I've started working through Jay Michaelson's "God in your body: kabbalah, mindfulness and embodied spiritual practice". The first exercise he gives is in mindfulness. I took the time to try this. I made a batch of my favourite gluten free vegan sorghum scones, doing them as welsh scones on the frypan. I thought about each ingredient as I added it to the bowl: the sorghum flour, chia seeds, psyllium, sunflowers (for crunch), coconut oil and a pinch of salt. I took a moment to enjoy the stirring, observing the texture and consistency. I shaped them and placed them in a pre-warmed frypan, turning them when they browned on one side. I made a cup of green tea, plucked a scone from the pan and settled done to mindfully consider it. What was its shape, colour and texture? I enjoyed the toasty smell and the warmth of the scone in my fingers. It was crisp but yet had a slight amount of moisture in the heat rising off it.

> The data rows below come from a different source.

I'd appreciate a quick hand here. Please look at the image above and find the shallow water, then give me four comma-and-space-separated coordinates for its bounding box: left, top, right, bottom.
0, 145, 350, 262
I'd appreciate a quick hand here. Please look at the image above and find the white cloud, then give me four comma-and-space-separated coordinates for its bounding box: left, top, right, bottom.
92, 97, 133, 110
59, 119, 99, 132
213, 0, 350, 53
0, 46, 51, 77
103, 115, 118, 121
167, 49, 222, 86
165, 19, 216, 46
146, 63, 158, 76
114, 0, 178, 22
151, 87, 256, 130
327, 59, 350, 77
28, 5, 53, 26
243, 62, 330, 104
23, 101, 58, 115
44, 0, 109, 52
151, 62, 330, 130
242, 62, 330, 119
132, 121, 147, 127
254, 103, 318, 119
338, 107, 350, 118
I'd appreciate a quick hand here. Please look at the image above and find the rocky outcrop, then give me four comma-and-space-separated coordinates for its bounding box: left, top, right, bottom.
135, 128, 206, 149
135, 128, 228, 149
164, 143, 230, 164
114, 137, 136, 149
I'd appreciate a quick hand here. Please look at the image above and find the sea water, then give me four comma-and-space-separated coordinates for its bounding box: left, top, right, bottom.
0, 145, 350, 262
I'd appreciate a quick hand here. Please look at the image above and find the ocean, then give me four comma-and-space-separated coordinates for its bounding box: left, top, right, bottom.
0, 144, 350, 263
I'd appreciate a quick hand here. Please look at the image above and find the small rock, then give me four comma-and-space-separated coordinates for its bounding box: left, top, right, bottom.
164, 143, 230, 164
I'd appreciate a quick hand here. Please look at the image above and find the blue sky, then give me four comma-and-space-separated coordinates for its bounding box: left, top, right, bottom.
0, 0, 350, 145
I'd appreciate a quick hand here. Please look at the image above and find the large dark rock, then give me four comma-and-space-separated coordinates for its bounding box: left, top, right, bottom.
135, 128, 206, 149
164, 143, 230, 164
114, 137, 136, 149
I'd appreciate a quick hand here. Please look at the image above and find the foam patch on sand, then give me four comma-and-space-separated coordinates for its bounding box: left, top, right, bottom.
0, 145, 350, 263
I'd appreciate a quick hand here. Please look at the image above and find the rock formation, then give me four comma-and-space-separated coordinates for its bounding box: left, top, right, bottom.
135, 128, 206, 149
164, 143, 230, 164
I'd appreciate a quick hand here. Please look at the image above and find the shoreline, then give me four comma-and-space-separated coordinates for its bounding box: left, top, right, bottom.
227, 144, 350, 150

I took a bit and savoured the taste, the texture, the warmth and the flow of saliva in my mouth. As I chewed I considered where the ingredients might have come from, the lives of the people that grew them, the gas that had fired the stove and where it might have come from, the transport involved in getting it to the line of merchants and me as the buyer. I swallowed and felt the food descend. I tried to imagine it in my stomach and took a moment to savour the satisfaction of having food in my stomach, nourishing me. It was an amazing piece of scone. Surely a better way to "say grace" than a few rote words.
I've thought much about this in the few days since and I've realised ANYTHING can be used as a meditation. Travelling home on the bus tonight I made the effort to notice the smell inside the bus (no not bad - just bus-y), to listen to kids playing on the floor (trying to neither like or dislike their noise but just to notice it), to feel the motion of the bus as it went around corners, to consider the texture and fabric of the seats and the metal trim - who made them and how? Strangely the whole trip seemed very short.
I'm like a child again, rediscovering the world, the wonder and delight of it.